At the end of April the remaining yeomanry in Hart's force were ordered to Kroonstad, where they helped train the newly arrived Second Contingent men in scouting. Finally, they went to Cape Town and on 8 May embarked aboard the SS Mongolian. Captain Lubbock and 24 men of 42nd Company and the MG Section sailed home aboard the Mongolian, the others having been invalided home earlier (mainly due to sickness) or having transferred to other units fighting in South Africa – 10 men had joined the South African Constabulary in October 1900. The company's service earned the Hertfordshire Yeomanry its first Battle honour: South Africa 1900–01. The men received the Queen's South Africa Medal with the clasps for 'Cape Colony', 'Orange Free State' and 'Transvaal'; those who were present at the Brandwater Basin received the 'Wittebergen' clasp instead of that for Orange Free State, and those who served on into 1901 also received that for 'South Africa 1901'. Captain J.B. Gilliat, Lt G.C.S. Paget and Sergeant-Major W.J. Coles were Mentioned in dispatches and later Capt Gilliat was awarded the Distinguished Service Order and Sgt-Maj Coles the Distinguished Conduct Medal.

A new 42nd Company, IY, was formed with different personnel drawn from the Second Contingent and was in action at Armstrong's Drift in December 1901.

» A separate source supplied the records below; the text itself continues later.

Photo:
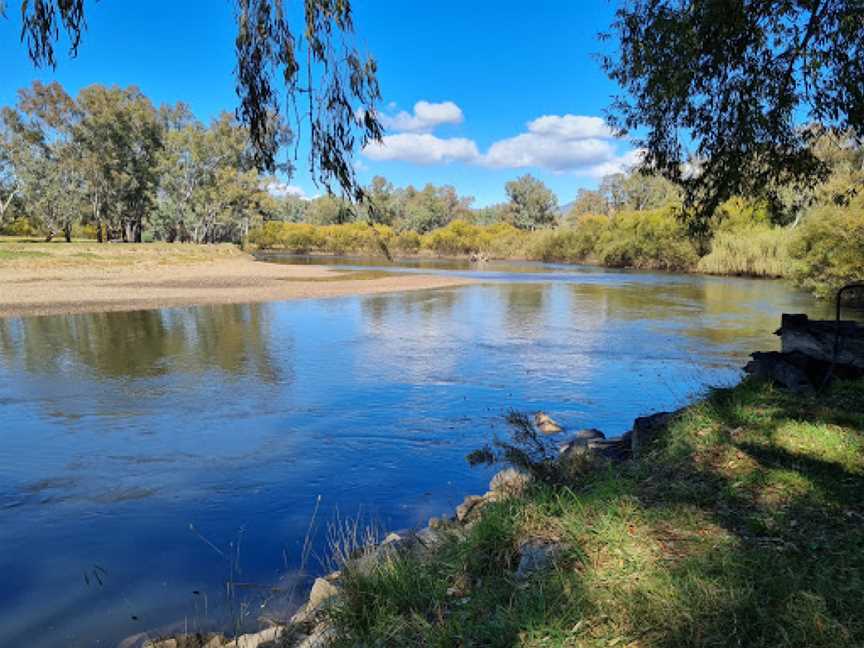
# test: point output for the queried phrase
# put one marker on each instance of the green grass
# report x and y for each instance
(743, 525)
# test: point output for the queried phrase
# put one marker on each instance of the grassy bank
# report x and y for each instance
(742, 525)
(824, 253)
(30, 252)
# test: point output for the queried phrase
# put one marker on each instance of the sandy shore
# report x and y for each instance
(51, 290)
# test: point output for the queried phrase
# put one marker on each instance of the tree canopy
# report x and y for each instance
(727, 97)
(327, 82)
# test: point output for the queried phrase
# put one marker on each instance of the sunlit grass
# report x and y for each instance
(39, 253)
(743, 525)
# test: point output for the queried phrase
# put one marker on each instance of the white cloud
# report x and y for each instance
(556, 143)
(571, 127)
(422, 148)
(426, 116)
(283, 189)
(579, 144)
(551, 153)
(619, 164)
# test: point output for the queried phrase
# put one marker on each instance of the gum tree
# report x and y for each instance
(727, 97)
(325, 81)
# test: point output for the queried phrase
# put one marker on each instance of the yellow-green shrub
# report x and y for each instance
(293, 237)
(654, 240)
(829, 249)
(407, 242)
(575, 244)
(753, 251)
(19, 227)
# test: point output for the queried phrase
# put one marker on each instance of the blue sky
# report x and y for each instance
(505, 88)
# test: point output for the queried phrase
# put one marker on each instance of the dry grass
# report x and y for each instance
(55, 278)
(741, 526)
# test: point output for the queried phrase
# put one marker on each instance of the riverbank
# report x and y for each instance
(58, 278)
(738, 521)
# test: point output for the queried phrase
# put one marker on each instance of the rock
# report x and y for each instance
(322, 591)
(510, 482)
(322, 635)
(816, 339)
(546, 425)
(589, 434)
(536, 555)
(646, 429)
(216, 641)
(470, 504)
(430, 538)
(258, 639)
(437, 523)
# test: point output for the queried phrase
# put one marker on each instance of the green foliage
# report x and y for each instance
(740, 527)
(829, 249)
(752, 251)
(532, 203)
(654, 240)
(734, 80)
(19, 227)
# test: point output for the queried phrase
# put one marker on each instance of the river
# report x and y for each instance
(148, 457)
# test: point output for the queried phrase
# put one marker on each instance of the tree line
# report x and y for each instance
(112, 163)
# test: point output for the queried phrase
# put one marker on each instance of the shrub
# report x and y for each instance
(456, 238)
(19, 227)
(829, 249)
(652, 240)
(294, 237)
(754, 251)
(407, 242)
(569, 245)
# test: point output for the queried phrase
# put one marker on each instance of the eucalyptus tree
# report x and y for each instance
(728, 97)
(289, 71)
(209, 188)
(532, 204)
(120, 133)
(432, 207)
(40, 145)
(10, 184)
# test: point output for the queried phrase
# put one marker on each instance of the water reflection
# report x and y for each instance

A number of veterans of the original 42nd (Hertfordshire) Company re-enlisted for a second tour of duty in South Africa, some of them in the 115th–118th Companies of the 25th (Sharpshooters) Battalion, a picked unit recruited mainly in London and its environs. Trooper Martin-Leake became a medical officer in the South African Constabulary and won the Victoria Cross (VC) for rescuing wounded under fire in February 1902. He won a Bar to his VC – one of only three ever awarded – for his conduct at the First Battle of Ypres in 1914.

==Uniform==
42nd (Hertfordshire) Company, IY, wore a khaki uniform with either a military pattern tunic or a Norfolk jacket. According to regulations the company badge – the letters 'IY' surmounted by the number – was worn on the shoulder strap, but the 42nd seem to have worn 'IY' (without number) on the collar instead. The hat badge, worn on the upturned left side of their Slouch hats, was the Prince of Wales's feathers (generally accepted as the IY's badge) above the numeral 'XII' (for 12th Battalion) on a Cockade of the Prince of Wales's colours of red and purple; officers wore the cockade alone. Most men of 42nd Company obtained at their own expense the yeomanry Field service cap in red and purple.

==Memorial==
The Hertfordshire Yeomanry erected a stone tablet in the War Memorial Chapel of St Albans Cathedral to the nine members of 42nd (Hertfordshire) Company, IY, who died on service during the Second Boer War.